6.1 test_valid_signature_accepted

Agent A signs an assertion. Ingest through IngestWorker.

Assert: assertion is stored, index entries exist.

6.2 test_tampered_confidence_rejected

Agent A signs assertion with confidence=0.8. Modify the serialized assertion bytes to change confidence to 1.0. Attempt to ingest.

Assert: IngestError::InvalidSignature. Assertion is NOT stored.

6.3 test_tampered_subject_rejected

Agent A signs assertion with subject="X". Clone the assertion, change subject to "Y", keep original signature.

Assert: ingestion fails with invalid signature.

6.4 test_wrong_agent_id_rejected

Agent A signs assertion. Replace agent_id in the SignatureEntry with Agent B's public key (but keep Agent A's signature bytes).

Assert: ingestion fails — the signature was made by A's private key but claims to be from B's public key.

6.5 test_multi_sig_all_valid_accepted

Agent A and Agent B both sign the same assertion (two valid SignatureEntries).

Assert: ingestion succeeds.

6.6 test_multi_sig_one_invalid_rejected

Agent A signs validly, Agent B's signature is invalid (tampered).

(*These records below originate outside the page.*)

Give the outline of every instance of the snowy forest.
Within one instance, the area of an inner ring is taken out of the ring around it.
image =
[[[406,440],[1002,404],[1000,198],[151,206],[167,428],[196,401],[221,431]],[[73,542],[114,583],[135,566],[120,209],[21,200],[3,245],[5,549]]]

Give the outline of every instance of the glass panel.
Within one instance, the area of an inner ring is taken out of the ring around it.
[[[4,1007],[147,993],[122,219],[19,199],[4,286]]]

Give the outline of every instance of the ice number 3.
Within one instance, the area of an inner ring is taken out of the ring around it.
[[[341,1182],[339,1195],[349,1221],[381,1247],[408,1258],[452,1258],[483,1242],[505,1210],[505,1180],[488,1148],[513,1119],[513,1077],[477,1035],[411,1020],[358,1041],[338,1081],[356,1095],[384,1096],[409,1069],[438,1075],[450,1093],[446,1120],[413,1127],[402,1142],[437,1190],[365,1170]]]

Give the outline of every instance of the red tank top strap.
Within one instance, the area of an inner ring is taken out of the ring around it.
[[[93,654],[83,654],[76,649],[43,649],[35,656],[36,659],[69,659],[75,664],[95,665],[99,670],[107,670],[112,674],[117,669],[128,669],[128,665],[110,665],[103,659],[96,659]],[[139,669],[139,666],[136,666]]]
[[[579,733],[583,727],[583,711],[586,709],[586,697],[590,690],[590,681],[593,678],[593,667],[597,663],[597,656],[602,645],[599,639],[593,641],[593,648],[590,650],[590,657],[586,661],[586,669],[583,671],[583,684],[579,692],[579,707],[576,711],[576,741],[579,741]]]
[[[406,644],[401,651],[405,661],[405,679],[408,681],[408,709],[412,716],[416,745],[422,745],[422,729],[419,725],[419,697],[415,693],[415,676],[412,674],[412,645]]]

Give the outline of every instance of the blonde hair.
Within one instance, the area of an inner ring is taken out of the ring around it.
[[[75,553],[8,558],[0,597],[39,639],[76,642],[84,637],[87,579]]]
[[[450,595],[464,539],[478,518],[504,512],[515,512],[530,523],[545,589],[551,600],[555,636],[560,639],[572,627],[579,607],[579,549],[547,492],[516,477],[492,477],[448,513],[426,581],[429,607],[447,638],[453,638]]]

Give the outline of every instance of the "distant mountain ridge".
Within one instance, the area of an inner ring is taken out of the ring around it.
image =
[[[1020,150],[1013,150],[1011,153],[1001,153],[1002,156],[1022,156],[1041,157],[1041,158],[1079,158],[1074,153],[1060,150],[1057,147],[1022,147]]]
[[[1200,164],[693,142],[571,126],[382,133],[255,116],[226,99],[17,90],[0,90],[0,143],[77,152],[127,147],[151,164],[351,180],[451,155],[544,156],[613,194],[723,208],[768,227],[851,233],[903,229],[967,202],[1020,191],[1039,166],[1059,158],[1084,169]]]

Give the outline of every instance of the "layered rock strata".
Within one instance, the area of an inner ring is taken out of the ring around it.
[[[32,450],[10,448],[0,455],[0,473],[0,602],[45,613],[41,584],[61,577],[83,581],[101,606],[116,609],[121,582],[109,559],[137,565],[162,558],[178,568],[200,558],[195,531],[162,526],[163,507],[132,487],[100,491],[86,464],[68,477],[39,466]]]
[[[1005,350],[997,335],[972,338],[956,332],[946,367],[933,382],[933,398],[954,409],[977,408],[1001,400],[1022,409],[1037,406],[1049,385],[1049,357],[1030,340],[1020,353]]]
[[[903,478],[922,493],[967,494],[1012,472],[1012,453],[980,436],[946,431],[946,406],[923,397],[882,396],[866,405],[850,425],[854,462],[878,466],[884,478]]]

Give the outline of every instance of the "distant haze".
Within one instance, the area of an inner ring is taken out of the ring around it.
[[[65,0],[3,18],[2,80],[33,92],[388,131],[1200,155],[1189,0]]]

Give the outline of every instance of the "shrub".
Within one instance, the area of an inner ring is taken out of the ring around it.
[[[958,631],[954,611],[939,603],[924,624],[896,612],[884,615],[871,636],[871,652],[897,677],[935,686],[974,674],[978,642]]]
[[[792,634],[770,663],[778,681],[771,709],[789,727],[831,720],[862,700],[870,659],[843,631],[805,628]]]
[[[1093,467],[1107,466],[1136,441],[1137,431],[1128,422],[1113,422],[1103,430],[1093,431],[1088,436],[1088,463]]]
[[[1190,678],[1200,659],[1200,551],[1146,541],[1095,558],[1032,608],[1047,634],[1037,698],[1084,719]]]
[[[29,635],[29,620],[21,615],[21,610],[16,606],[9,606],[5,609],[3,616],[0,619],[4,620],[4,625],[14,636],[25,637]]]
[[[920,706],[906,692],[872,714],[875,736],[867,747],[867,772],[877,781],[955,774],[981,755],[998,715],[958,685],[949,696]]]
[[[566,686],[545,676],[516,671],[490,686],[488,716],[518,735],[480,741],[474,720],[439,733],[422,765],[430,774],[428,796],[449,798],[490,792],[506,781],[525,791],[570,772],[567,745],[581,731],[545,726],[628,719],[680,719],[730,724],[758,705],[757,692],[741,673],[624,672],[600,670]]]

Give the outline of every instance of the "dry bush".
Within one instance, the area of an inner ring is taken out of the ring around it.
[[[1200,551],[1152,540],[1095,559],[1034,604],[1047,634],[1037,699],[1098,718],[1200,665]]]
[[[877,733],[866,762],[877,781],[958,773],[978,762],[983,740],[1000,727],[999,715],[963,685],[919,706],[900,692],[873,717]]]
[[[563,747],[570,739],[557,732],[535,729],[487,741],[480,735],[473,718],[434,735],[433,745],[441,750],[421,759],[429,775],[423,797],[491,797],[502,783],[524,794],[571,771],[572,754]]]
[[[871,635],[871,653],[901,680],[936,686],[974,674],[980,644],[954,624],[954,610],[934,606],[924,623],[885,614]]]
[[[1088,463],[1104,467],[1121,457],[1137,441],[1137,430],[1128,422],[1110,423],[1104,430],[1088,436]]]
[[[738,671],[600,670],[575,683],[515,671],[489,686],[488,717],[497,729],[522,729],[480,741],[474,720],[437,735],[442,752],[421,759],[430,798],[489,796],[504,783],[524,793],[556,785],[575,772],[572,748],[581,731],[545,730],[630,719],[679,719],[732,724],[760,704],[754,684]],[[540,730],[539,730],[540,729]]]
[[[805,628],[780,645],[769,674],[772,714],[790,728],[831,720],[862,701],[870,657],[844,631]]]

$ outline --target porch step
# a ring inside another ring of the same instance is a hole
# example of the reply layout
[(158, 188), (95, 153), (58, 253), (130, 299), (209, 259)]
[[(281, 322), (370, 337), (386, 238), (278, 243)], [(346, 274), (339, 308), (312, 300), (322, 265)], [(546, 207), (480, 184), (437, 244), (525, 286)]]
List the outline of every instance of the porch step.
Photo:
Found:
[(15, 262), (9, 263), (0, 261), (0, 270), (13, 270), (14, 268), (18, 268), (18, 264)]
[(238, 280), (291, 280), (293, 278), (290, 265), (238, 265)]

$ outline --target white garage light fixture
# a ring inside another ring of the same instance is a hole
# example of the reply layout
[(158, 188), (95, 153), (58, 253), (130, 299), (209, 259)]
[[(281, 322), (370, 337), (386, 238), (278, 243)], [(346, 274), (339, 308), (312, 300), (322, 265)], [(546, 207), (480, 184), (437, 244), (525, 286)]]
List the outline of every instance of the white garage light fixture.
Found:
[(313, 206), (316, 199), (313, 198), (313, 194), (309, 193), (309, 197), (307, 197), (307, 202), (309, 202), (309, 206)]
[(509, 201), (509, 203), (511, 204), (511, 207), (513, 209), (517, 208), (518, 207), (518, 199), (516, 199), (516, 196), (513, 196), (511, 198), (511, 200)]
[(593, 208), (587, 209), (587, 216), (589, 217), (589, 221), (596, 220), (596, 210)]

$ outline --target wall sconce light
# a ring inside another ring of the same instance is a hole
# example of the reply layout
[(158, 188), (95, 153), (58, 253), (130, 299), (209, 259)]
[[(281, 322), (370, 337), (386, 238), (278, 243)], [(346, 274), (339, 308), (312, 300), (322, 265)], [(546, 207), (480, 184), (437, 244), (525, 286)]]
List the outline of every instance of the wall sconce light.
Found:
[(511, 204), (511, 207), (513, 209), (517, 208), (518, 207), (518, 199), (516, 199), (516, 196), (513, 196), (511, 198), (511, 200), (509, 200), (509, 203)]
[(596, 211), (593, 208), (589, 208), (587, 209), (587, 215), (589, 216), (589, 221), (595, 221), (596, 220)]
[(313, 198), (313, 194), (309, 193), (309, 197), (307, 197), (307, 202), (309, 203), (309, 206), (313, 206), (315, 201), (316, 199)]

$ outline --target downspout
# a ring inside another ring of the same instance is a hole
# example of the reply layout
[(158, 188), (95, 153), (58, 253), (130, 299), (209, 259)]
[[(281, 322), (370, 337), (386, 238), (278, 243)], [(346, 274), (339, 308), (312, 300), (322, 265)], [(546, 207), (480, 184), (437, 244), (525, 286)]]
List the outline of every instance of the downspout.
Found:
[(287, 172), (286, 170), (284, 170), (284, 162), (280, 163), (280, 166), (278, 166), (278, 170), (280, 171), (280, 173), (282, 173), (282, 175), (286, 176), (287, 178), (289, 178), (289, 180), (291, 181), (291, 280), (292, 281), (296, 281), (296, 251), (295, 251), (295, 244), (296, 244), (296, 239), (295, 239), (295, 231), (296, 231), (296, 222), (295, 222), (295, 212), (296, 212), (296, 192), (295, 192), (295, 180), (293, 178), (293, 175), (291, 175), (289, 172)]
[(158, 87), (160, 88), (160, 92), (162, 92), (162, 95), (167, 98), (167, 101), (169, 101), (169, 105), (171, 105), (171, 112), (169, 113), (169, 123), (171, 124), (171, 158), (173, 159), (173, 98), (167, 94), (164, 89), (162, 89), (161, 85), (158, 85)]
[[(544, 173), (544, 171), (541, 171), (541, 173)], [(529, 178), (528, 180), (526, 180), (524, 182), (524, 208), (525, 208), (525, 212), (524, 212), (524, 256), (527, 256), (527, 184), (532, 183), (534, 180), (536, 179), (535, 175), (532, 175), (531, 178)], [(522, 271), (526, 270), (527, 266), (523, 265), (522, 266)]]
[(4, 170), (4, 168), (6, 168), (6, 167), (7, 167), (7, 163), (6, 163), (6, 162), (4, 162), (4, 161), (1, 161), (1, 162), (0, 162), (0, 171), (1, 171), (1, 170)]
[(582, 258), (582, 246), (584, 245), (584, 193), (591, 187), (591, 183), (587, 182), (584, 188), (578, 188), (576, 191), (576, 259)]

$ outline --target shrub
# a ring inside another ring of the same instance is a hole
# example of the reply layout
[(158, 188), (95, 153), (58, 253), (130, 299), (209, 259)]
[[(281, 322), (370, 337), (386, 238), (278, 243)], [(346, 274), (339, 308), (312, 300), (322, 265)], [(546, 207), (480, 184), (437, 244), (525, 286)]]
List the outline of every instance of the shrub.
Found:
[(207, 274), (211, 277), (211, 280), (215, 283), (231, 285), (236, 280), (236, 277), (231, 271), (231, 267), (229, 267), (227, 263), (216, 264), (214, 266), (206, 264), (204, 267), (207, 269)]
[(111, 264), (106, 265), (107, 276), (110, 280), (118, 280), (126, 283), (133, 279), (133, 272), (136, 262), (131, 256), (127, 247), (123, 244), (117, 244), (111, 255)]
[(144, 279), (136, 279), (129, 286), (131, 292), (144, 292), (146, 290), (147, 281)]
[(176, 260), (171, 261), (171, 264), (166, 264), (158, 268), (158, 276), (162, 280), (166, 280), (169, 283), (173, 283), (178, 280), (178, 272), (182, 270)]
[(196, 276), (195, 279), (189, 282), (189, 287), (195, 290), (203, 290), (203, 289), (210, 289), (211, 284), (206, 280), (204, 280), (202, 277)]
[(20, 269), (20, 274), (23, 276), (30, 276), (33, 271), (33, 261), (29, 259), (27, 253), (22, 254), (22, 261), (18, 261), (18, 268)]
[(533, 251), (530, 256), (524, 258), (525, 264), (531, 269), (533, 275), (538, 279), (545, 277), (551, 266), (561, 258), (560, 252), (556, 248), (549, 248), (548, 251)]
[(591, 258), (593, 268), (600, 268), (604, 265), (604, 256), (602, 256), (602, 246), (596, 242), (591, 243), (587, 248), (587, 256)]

Assert: ingestion fails. ALL signatures must be valid.


Battery 7: Materialized View Consistency

Aphoria queries MVs for fast conflict checks. Stale or inconsistent MVs produce wrong verdicts.

7.1 test_mv_initial_materialization

Ingest assertion A (confidence 0.9) for subject=S, predicate=P. Run materializer step().

Assert:

  • MV exists at MV:{S}:{P}
  • MV winner_hash matches A's content hash
  • MV confidence = 0.9
  • Changelog entry exists (first materialization)

7.2 test_mv_winner_changes_on_update

Ingest A (confidence 0.9), materialize. Then ingest B (same S/P, confidence 0.95), materialize again.

Assert:

  • MV winner changes to B
  • Changelog has 2 entries: initial (winner=A), update (previous=A, new=B)

7.3 test_mv_no_changelog_when_winner_unchanged

Ingest A (confidence 0.9), materialize. Ingest B (same S/P, confidence 0.5), materialize again.

Assert:

  • MV winner stays A (B has lower confidence)
  • No new changelog entry after second materialization

7.4 test_mv_since_query_returns_changelog

Ingest A at T=1000, materialize at T=1001. Ingest B at T=2000, materialize at T=2001.

Query with since: 1500:

  • Returns changelog entries only from after T=1500
  • Should include the B materialization but not the A materialization

7.5 test_mv_max_stale_fast_path

Ingest A, materialize. Query immediately with max_stale: 60.

Assert: fast path is used (MV is fresh).

7.6 test_mv_max_stale_slow_path

Ingest A, materialize. Wait (or mock time) so MV is 120 seconds old. Query with max_stale: 60.

Assert: slow path is used (MV is stale, falls through to index lookup).


Findings to Watch For

Known Risk: Two Conflict Score Implementations

compute_conflict_score in traits.rs (line 89) uses confidence variance. It measures how much confidence values disagree, not how much object values disagree. Three sources saying "yes" at 0.9 and two sources saying "no" at 0.9 produces a conflict score of 0.0 because all confidences are identical.

calculate_conflict_score in skeptic/analysis.rs (line 36) uses Shannon entropy over object value groups. It correctly detects that "yes" vs "no" is a real conflict regardless of confidence values.

Aphoria must use the Skeptic lens for conflict detection, not the standard lens conflict score. Battery 4.6 validates this distinction explicitly. If Aphoria were to use compute_conflict_score from standard lenses, it would miss conflicts where sources disagree on values but agree on confidence levels.

Known Risk: Decay + Time-Travel Interaction

When both source_class_decay and as_of are set, the age calculation must use as_of as the reference time, not now. Battery 3.8 validates this. If the implementation uses now for age but filters by as_of for inclusion, the decay amounts will be wrong for historical queries.

ConceptPath Readiness

Battery 5 validates the storage layer works with ConceptPath-shaped keys before any type changes. If these tests pass, the scan_prefix foundation is solid and ConceptPath implementation can proceed with confidence.